Sein Wissen gibt der Experte gern weiter, fast 500 Schulkassen hat er bereits besucht. Ein Zeitungsfoto, das er aufgehoben hat, zeigt einige Schüler mit großen Augen und offenen Mündern. Theobald erinnert sich noch gut an den Besuch in Wallerfangen. Das Timing war perfekt: Die Jungs und Mädchen staunten nicht schlecht, als direkt vor ihren Augen eine Schwalbenschwanzpuppe schlüpfte. Theobald weiß aber auch: Wenn die Kinder älter werden und selbst Schmetterlinge im Bauch haben, sinkt die Begeisterung für die flatternden Insekten. Bei den älteren Semestern stößt er dann aber wieder auf offene Ohren, häufig ist er bei Obst- und Gartenbauvereinen zu Gast. Nicht bei allen Gärtnern sind Schmetterlinge gern gesehen, sie fürchten Schäden. Einzelne Raupen an Gartenpflanzen seien unproblematisch, versichert Theobald. Wenn sich hingegen Massen von Buchbaumzünslern in einer Hecke niederlassen, droht Kahlfraß.

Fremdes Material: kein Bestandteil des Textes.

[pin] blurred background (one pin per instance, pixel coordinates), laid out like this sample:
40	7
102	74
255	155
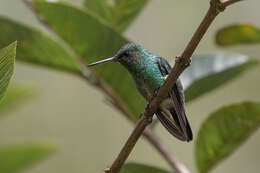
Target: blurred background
88	133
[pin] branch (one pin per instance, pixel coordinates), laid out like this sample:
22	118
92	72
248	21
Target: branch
181	64
156	142
91	78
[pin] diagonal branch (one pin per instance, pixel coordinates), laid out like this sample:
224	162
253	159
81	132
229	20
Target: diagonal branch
181	64
91	78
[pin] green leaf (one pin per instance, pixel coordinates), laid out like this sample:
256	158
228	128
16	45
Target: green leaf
94	41
7	58
15	95
140	168
35	47
224	131
119	14
238	34
18	157
210	71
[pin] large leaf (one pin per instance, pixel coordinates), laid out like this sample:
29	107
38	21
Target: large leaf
238	34
7	58
119	14
224	131
36	47
140	168
210	71
18	157
15	95
94	41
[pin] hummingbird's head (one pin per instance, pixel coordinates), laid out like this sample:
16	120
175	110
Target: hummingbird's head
129	55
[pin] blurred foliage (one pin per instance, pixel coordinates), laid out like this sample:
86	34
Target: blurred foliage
119	14
7	58
15	95
215	80
140	168
224	131
238	34
15	158
35	47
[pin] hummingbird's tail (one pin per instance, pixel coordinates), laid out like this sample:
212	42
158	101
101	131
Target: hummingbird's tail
172	124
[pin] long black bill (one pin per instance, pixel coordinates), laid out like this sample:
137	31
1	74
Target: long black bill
103	61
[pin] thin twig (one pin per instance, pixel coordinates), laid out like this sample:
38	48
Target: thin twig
91	78
181	64
156	142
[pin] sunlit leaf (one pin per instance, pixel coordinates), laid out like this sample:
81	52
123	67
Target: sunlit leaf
15	95
35	47
16	158
94	41
119	14
223	132
210	71
7	58
238	34
140	168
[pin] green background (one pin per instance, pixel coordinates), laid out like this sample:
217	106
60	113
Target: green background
90	133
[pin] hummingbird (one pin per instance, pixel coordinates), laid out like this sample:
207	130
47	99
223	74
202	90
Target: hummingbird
149	72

In seinem Garten gibt es genug Nahrung für alle, gern teilen er und seine Frau Obst und Gemüse mit den Schmetterlingen. Zum Beispiel den Fenchel: Die Knolle lässt sich das Ehepaar schmecken, das Grün drum herum futtern die Schwalbenschwanzraupen. Edgar Theobalds Bitte an die Gartenbesitzer: „Alles ein bisschen wachsen lassen". Er weiß, dass sein Wunsch oft auf taube Ohren stößt, auch bei ihm in der Nachbarschaft brummen im Sommer fast täglich die Rasenmäher. Auf die modernen Mähroboter ist er nicht gut zu sprechen. In seinem Garten kämen sie aber sowieso nicht weit. Wenn Edgar Theobald sein Grün stutzen möchte, dann greift er zur großen Motorsense.